Safaricom rings up Sh24b in six months as data use rise

CEO Safaricom Bob Collymore (centre) is accompanied by Sateesh Kamath Chief Financial officer at Safaricom and Nicholas Ng'anga'. Safaricom mobile phone subscribers earned the company half a billion shillings every day during the six months period to September 30. (PHOTO: COURTESY)

Safaricom earned half a billion shillings everyday from mobile phone subscribers during the six-month period running up to September 30. The telecommunications firm made a net profit of Sh23.9 billion, retaining the top spot as the most profitable company in the region.Safaricom mobile phone subscribers earned the company half a billion hillings every day during the six months period to September 30. This earned the telecommunications firm a massive Sh102 billion in total revenue for the half year compared to Sh97.2 billion over the same period last year.

It further made a net profit of Sh23.9 billion, retaining the top spot as the most profitable company in the region. This means the firm was making on average a daily profit of Sh132 million.

The profitability grew by 32 per cent from Sh18 billion reported the same period last year.

Safaricom’s growth in profits was on the back of increased usage of non-voice products such as M-Pesa and mobile data by its customers. Revenues from non-voice category notably grew to surpass revenues from the traditional mainstay of voice services, and are now fast becoming the firm’s “bread and butter”.

The firm earned Sh52 billion from the non-voice revenue stream under which mobile money and data registered the fastest growth. Revenues from voice service stood at Sh45.7 billion and a further Sh4 billion from the sale of handsets at its retail outlets.

Mobile data revenues grew 46 per cent to Sh13 billion while M-Pesa revenues went up 33 per cent to Sh25 billion.

Growing appetite

“A majority of our revenue, for the first time, is represented by our non-voice revenues.
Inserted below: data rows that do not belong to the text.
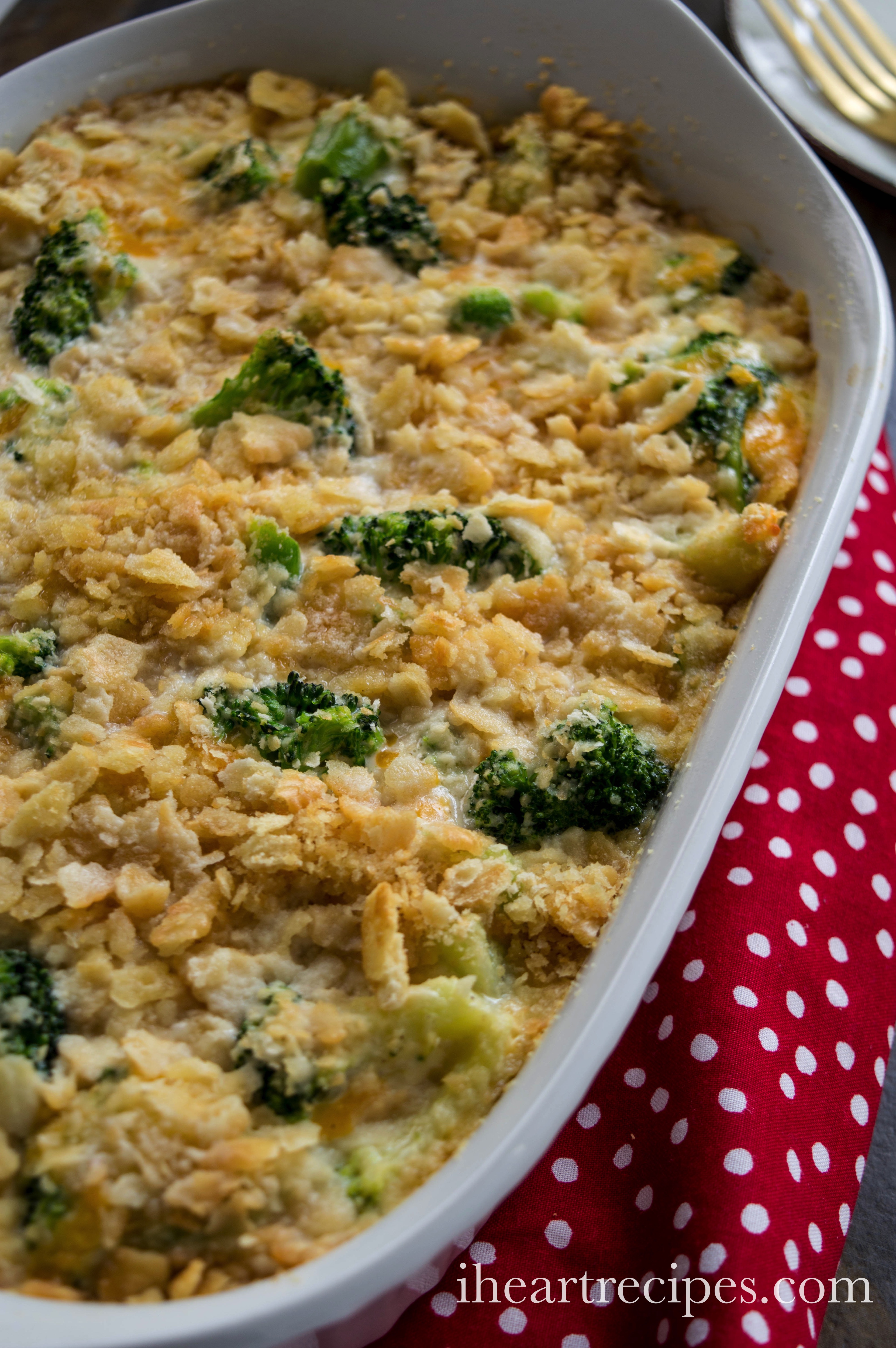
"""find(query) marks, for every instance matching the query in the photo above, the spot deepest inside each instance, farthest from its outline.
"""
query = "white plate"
(720, 147)
(771, 63)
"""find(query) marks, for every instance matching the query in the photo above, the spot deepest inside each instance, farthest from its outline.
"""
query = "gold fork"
(859, 77)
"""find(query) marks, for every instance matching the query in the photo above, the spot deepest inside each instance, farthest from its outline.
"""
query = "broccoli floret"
(32, 1020)
(608, 776)
(595, 773)
(45, 1206)
(273, 546)
(297, 724)
(508, 804)
(285, 377)
(37, 723)
(242, 173)
(76, 282)
(346, 149)
(26, 653)
(738, 274)
(292, 1082)
(386, 544)
(716, 425)
(377, 219)
(484, 311)
(552, 304)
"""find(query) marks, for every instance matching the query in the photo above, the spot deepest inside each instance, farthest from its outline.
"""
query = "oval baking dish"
(720, 149)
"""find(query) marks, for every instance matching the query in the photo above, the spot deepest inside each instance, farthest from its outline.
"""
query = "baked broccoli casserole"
(381, 499)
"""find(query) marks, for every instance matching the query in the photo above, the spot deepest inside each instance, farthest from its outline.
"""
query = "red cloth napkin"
(727, 1136)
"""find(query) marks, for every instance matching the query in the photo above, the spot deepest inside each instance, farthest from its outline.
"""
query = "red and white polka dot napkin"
(725, 1140)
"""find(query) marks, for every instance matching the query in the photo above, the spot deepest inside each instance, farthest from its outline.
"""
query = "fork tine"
(835, 90)
(883, 46)
(841, 63)
(859, 52)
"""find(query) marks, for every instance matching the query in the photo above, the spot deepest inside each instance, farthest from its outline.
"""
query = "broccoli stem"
(273, 546)
(344, 149)
(76, 282)
(485, 311)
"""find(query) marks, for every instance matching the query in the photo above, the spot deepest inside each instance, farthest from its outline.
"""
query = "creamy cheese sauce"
(292, 991)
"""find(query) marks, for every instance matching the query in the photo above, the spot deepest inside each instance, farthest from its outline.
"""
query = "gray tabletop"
(37, 26)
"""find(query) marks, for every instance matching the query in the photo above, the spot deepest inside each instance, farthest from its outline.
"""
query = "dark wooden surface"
(38, 26)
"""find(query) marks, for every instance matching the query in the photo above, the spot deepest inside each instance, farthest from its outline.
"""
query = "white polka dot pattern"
(731, 1127)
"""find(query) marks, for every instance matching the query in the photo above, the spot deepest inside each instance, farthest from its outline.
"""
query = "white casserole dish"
(721, 149)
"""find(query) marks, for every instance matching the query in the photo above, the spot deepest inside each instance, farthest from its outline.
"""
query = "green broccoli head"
(716, 425)
(274, 546)
(508, 804)
(738, 274)
(32, 1020)
(243, 172)
(608, 776)
(271, 1043)
(595, 773)
(37, 722)
(386, 544)
(375, 219)
(297, 724)
(346, 149)
(485, 311)
(286, 378)
(26, 653)
(76, 282)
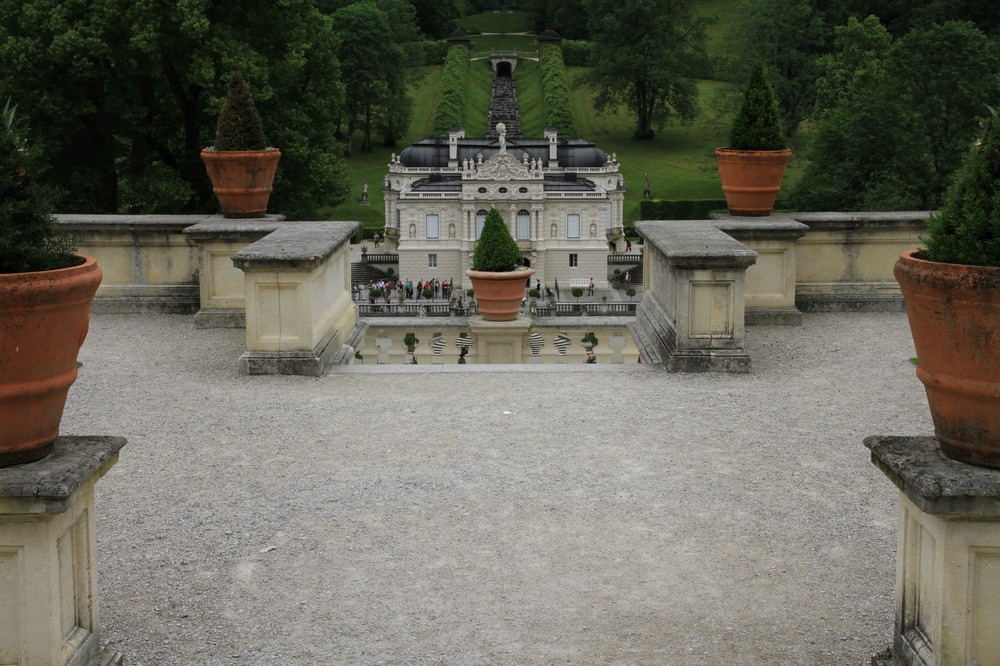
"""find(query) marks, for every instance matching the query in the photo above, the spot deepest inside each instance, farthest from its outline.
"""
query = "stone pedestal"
(499, 341)
(48, 568)
(947, 558)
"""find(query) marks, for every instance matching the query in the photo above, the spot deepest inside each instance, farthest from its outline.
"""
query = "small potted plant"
(497, 280)
(240, 165)
(952, 294)
(752, 166)
(45, 294)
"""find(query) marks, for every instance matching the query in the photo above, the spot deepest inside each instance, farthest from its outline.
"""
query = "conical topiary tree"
(756, 126)
(29, 240)
(239, 126)
(967, 230)
(496, 250)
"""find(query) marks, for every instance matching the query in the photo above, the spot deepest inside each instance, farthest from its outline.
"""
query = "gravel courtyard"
(498, 515)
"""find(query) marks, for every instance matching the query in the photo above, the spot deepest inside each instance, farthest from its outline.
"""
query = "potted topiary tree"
(497, 280)
(952, 294)
(45, 295)
(240, 165)
(752, 166)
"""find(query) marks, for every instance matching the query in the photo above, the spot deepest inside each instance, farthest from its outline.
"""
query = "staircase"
(364, 272)
(504, 108)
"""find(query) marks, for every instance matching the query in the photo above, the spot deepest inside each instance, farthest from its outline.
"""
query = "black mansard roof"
(572, 153)
(550, 184)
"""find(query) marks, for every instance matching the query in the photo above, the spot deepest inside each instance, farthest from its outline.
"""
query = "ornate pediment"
(502, 166)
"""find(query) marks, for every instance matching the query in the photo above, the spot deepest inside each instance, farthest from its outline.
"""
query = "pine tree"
(967, 230)
(239, 126)
(29, 240)
(496, 250)
(756, 126)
We attribute this to a growing appetite for data,” said Bob Collymore, Safaricom's Chief Executive Officer. “Voice continues to show resilient growth. It is not a dead area yet. We see a population growth of a million people every year and for us this is an opportunity to grow both voice and non-voice revenues,” he added.
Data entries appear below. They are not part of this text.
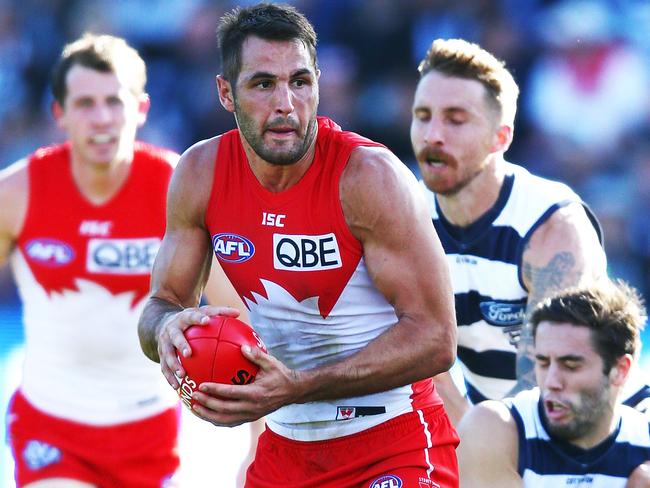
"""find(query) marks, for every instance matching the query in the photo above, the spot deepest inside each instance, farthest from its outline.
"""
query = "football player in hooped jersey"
(511, 238)
(352, 298)
(81, 223)
(572, 430)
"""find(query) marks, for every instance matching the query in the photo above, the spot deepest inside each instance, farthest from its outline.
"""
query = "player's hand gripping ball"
(216, 355)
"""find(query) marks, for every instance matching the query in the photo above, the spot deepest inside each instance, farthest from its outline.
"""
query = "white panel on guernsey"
(490, 387)
(123, 384)
(484, 337)
(495, 278)
(534, 480)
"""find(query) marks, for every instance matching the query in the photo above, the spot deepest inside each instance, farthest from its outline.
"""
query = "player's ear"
(144, 104)
(621, 369)
(502, 138)
(226, 94)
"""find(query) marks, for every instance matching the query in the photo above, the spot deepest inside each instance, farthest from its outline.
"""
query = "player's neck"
(98, 183)
(606, 426)
(473, 200)
(277, 178)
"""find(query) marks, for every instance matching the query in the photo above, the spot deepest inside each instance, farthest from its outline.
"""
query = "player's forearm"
(155, 312)
(456, 404)
(406, 353)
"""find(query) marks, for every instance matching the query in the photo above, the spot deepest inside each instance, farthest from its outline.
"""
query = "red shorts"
(138, 454)
(414, 450)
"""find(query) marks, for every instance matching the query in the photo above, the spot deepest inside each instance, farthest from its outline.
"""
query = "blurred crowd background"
(583, 67)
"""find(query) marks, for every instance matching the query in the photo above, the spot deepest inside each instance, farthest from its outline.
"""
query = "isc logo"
(387, 481)
(232, 248)
(305, 253)
(50, 252)
(122, 256)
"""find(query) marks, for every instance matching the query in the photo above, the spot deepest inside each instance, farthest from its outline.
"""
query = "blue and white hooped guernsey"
(485, 264)
(544, 463)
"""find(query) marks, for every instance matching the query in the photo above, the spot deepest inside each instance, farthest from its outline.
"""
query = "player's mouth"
(435, 162)
(101, 139)
(556, 410)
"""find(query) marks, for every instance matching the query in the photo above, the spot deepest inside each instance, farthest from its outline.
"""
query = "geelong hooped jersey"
(82, 272)
(544, 463)
(301, 273)
(485, 263)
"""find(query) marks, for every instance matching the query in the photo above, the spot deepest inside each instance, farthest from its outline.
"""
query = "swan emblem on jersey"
(387, 481)
(232, 248)
(38, 454)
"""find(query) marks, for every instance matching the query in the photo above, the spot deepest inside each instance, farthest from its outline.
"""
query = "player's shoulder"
(156, 156)
(377, 165)
(14, 180)
(14, 188)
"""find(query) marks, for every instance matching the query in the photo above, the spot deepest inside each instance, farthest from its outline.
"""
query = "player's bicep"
(181, 267)
(220, 291)
(564, 251)
(183, 262)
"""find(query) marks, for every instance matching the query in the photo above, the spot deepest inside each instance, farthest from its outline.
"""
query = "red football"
(216, 355)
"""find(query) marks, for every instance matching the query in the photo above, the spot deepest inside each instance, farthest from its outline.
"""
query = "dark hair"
(104, 53)
(272, 22)
(457, 57)
(613, 311)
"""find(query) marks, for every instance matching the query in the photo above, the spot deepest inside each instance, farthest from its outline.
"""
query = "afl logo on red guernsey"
(50, 252)
(232, 248)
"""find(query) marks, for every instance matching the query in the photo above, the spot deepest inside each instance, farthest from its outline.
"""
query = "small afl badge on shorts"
(387, 481)
(38, 454)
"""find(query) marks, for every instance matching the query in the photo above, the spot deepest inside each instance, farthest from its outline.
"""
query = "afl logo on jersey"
(50, 252)
(232, 248)
(387, 481)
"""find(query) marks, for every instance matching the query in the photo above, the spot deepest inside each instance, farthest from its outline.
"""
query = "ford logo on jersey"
(503, 314)
(387, 481)
(50, 252)
(232, 248)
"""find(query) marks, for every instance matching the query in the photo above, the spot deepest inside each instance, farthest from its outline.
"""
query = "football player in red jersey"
(85, 222)
(351, 297)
The figures were also boosted by a one-off provision write back of Sh3.35 billion from a dispute settled in favour of the company.
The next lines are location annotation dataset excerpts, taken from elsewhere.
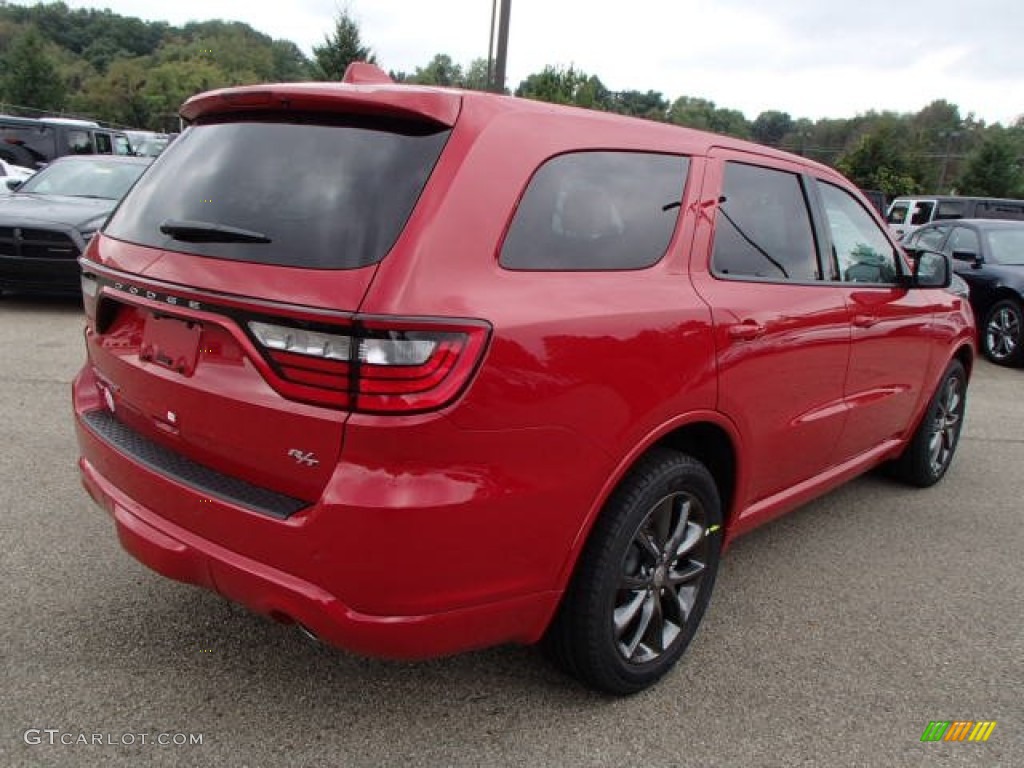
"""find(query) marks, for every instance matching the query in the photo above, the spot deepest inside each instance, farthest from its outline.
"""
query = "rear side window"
(597, 210)
(763, 228)
(317, 195)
And in a bid to further increase the non-voice revenue, it announced that it would scrap M-Pesa charges for sending and Lipa Na M-Pesa transactions for amounts below Sh100.

“We have reviewed charges for person-to-person and Lipa Na Mpesa transactions under Sh100. Under the ‘M-Pesa Kadogo’ it will be free to send value of Sh100 and below,” said Collymore.

“To guard against abuse, we will limit the number of transactions between two specific numbers over a period of time.”

This is expected to increase the number of people active on the mobile money ecosystem and the number of transactions the system handles. This is at a time when the firm has to ward off competition, with increased activity in the mobile money front.

The firm said in the six months, free cash flow more than doubled to Sh20.1 billion in improved trading results and completion of the National Police Security (NPS) Network Project. The telco spent Sh8.44 billion on the project by September 2015.

Going forward, Collymore said Safaricom would continue its push to have more of its customers using mobile data services. The firm will increase its 4G base stations to 1,000 by end of this year as well as partner with handset makers to avail cheaper smartphones in the market.

“Mobile data is our fastest growing revenue stream and we will focus on increasing the number of 3G and 4G smartphones on our network through launching more 4G sites and offering affordable smart devices. We will continue with our fibre rollout to homes that will enable us to offer high speed Internet,” he said.

The firm is bullish about the rest of the year and expects to maintain the growth momentum over the remaining six months of its financial year and projects that its revenues and profitability will double.

It expects its operating profits to hit Sh97 billion for the full year to March 2017.

Yesterday at the Nairobi Securities Exchange (NSE), Safaricom dominated activity and accounted for 67.3 per cent of turnover. The telco touched a high of Sh21.75, closing unchanged at Sh21.25.